Metabolism Division, Departments of Pediatrics and Medicine, Johns Hopkins University

Objective.: β-cell proliferation is an important mechanism underlying β-cell mass adaptation to metabolic demands. We have examined effects - in particular those mediated through intracellular cyclic AMP signaling - of the incretin hormone analogue exendin-4 on cell cycle regulation in β-cells.

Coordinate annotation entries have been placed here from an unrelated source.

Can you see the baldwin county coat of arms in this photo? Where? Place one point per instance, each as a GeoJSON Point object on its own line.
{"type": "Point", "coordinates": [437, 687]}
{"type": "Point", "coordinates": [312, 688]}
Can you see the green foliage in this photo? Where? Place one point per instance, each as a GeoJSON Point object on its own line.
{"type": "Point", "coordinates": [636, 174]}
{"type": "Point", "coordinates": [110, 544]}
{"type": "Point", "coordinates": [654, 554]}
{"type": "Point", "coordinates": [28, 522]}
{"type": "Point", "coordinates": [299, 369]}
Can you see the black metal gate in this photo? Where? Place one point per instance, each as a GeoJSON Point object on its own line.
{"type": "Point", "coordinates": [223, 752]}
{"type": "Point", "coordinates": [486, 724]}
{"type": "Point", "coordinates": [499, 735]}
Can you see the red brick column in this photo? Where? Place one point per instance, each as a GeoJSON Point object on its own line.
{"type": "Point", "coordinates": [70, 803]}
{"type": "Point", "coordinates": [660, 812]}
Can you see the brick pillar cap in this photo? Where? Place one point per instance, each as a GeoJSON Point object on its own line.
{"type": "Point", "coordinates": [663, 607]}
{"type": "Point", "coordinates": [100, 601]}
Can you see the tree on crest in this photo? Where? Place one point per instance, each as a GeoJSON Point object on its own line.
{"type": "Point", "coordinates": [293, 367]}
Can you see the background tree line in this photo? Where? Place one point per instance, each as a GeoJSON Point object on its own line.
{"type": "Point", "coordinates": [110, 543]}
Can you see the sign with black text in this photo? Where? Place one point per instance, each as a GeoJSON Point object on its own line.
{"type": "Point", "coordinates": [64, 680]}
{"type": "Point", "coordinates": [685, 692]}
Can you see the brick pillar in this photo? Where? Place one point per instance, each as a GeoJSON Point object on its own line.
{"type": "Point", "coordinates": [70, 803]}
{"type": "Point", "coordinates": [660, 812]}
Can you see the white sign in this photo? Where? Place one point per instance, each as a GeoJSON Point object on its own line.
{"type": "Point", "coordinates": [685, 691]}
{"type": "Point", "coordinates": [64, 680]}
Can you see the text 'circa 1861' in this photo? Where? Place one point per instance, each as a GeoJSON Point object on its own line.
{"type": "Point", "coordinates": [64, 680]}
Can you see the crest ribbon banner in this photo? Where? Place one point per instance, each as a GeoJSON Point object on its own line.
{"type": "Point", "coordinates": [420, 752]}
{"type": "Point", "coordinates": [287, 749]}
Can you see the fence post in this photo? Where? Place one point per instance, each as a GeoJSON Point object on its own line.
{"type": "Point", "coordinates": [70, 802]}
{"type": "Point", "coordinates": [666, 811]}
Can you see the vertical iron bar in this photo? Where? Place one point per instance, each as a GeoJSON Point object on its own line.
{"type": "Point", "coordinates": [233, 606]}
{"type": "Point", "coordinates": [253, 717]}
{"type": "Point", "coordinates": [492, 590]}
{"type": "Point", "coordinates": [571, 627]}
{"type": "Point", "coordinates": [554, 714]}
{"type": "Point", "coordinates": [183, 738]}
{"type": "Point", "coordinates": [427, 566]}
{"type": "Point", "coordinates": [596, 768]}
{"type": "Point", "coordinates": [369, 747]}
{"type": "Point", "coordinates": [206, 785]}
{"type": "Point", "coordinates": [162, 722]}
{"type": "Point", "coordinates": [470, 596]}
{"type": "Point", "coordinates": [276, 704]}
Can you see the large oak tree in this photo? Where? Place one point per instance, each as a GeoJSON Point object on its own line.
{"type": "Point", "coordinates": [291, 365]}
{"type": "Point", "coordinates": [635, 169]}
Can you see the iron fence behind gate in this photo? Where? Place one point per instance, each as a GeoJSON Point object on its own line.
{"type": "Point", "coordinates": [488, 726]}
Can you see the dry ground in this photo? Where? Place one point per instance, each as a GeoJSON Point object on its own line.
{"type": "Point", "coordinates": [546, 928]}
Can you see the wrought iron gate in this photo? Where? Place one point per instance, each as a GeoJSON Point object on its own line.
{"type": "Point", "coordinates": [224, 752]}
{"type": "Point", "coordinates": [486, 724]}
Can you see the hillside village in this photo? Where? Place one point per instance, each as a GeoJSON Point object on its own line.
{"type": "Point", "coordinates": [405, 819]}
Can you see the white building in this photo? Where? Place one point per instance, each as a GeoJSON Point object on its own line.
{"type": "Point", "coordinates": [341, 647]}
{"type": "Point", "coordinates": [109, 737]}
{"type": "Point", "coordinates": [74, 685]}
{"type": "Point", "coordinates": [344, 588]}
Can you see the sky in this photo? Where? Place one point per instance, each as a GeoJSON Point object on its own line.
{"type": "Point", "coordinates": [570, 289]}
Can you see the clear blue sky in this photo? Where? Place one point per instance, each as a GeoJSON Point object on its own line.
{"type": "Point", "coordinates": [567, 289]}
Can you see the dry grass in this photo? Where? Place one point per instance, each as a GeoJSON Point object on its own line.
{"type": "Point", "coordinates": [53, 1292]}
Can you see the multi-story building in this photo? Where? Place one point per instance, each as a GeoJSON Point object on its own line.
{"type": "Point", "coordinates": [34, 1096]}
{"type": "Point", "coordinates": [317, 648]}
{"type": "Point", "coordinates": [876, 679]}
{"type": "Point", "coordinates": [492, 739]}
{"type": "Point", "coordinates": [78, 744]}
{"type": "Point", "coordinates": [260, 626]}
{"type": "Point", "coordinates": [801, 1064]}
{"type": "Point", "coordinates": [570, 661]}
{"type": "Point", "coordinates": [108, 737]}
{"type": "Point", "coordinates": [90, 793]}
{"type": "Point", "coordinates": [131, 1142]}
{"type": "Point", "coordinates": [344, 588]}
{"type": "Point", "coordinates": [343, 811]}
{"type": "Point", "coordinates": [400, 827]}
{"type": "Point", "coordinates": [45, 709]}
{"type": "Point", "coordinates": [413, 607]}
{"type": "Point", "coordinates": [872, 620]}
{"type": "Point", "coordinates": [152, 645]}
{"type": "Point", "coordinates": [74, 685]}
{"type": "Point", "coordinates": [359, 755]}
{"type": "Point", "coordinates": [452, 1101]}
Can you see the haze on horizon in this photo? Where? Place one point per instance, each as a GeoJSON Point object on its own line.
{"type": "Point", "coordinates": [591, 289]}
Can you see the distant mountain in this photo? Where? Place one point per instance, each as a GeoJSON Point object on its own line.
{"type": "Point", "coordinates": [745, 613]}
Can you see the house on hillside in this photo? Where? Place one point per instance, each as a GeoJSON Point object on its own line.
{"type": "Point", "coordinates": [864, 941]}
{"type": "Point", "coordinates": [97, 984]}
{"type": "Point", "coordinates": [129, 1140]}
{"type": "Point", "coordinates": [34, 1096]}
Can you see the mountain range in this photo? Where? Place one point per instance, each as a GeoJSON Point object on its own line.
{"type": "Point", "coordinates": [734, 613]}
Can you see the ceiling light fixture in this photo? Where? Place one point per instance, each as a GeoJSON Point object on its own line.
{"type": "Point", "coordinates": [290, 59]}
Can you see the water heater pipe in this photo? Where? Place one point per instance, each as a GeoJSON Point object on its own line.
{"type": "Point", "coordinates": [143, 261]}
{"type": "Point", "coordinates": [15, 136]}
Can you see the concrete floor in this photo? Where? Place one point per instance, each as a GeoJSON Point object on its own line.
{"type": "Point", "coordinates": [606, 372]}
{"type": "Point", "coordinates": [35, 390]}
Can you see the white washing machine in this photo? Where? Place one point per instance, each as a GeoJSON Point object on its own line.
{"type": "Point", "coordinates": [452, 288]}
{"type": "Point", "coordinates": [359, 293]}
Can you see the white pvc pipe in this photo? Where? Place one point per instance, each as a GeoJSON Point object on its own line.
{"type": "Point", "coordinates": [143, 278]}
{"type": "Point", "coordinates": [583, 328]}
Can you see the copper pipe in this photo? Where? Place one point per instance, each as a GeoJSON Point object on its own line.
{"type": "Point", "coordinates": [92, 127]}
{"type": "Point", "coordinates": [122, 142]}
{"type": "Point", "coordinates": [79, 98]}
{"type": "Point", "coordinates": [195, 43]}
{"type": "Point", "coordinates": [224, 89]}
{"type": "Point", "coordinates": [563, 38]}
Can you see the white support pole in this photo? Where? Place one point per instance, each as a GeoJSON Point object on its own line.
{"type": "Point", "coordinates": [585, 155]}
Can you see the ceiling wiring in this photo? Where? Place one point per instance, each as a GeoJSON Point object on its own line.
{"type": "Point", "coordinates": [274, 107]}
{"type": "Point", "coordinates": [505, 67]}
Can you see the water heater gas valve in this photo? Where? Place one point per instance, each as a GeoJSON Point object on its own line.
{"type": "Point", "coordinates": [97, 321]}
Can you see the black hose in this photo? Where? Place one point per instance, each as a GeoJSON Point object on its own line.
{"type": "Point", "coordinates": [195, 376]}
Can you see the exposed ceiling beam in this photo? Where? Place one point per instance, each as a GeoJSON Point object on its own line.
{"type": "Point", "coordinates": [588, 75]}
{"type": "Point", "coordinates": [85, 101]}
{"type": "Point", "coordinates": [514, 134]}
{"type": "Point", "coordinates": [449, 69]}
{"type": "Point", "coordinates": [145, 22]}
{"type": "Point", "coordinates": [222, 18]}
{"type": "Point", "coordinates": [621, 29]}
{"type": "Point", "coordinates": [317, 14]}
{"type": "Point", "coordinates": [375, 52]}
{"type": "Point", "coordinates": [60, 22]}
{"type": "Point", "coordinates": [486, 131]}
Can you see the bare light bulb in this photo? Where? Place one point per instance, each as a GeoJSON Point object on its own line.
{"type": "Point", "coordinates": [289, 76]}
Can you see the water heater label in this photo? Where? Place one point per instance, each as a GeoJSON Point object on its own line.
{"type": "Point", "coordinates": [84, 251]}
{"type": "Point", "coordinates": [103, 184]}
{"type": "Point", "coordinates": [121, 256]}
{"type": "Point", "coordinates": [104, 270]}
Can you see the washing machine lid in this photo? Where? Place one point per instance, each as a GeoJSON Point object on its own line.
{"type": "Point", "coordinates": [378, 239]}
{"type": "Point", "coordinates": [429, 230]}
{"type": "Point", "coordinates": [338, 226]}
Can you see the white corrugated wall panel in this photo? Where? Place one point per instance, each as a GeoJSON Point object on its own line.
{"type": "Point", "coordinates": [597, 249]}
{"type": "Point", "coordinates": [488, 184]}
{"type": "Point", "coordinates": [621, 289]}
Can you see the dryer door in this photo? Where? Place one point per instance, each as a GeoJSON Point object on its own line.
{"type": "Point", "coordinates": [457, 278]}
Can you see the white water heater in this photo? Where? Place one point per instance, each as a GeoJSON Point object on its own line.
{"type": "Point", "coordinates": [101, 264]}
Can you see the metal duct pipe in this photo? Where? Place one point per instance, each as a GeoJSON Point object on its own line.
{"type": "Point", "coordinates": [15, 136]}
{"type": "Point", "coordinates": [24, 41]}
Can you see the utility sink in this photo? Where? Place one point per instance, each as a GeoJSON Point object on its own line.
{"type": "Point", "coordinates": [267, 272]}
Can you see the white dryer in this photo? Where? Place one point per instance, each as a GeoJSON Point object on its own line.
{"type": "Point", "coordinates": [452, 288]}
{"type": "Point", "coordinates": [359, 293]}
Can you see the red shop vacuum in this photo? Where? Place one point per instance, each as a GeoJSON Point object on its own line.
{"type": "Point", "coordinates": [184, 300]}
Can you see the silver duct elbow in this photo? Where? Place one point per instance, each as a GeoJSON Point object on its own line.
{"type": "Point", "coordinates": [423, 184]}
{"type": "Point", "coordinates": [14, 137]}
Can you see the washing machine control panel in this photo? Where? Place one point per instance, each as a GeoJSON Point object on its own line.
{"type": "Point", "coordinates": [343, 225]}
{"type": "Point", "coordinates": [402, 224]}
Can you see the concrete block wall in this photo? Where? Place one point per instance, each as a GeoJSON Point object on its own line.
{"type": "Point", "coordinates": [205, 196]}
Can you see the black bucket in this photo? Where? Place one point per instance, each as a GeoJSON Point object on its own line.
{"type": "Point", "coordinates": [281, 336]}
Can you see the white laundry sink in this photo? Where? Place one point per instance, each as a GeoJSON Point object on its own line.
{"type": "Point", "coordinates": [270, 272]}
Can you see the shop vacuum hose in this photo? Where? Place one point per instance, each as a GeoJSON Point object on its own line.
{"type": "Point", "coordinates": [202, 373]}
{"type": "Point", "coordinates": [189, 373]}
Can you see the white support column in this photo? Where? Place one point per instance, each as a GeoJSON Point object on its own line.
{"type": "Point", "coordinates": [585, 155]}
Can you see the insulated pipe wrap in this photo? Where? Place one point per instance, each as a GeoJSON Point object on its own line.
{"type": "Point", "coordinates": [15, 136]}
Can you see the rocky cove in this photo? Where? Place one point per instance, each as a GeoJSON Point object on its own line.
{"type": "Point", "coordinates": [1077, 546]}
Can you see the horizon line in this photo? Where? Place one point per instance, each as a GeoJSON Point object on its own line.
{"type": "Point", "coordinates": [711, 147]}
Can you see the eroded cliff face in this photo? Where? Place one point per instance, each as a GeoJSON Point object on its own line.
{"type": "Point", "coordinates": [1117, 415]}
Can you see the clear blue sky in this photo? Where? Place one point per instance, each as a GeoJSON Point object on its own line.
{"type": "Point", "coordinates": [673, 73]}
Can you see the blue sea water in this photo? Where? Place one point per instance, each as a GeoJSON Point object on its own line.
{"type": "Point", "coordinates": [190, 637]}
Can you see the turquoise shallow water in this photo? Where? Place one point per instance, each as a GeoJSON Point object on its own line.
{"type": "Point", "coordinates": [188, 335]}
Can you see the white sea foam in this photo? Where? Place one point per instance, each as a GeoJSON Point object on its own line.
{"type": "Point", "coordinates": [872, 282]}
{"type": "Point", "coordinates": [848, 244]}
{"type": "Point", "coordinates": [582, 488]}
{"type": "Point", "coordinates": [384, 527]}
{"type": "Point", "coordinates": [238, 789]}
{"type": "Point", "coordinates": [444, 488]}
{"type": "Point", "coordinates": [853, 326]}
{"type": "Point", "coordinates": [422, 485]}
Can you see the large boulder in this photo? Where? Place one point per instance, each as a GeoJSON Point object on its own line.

Research Design and Methods.: Changes in islet protein levels of cyclins and of two critical cell cycle regulators cyclin kinase inhibitor p27 and S-phase kinase-associated protein 2 (Skp2) were assessed in mice treated with exendin-4 and in a mouse model with specific upregulation of nuclear cAMP signaling exhibiting increased β-cell proliferation (CBP-S436A mouse). Because cyclin A2 was stimulated by cyclic AMP, we assessed the role of cylcin A2 in cell cycle progression in Min6 and isolated islet β-cells.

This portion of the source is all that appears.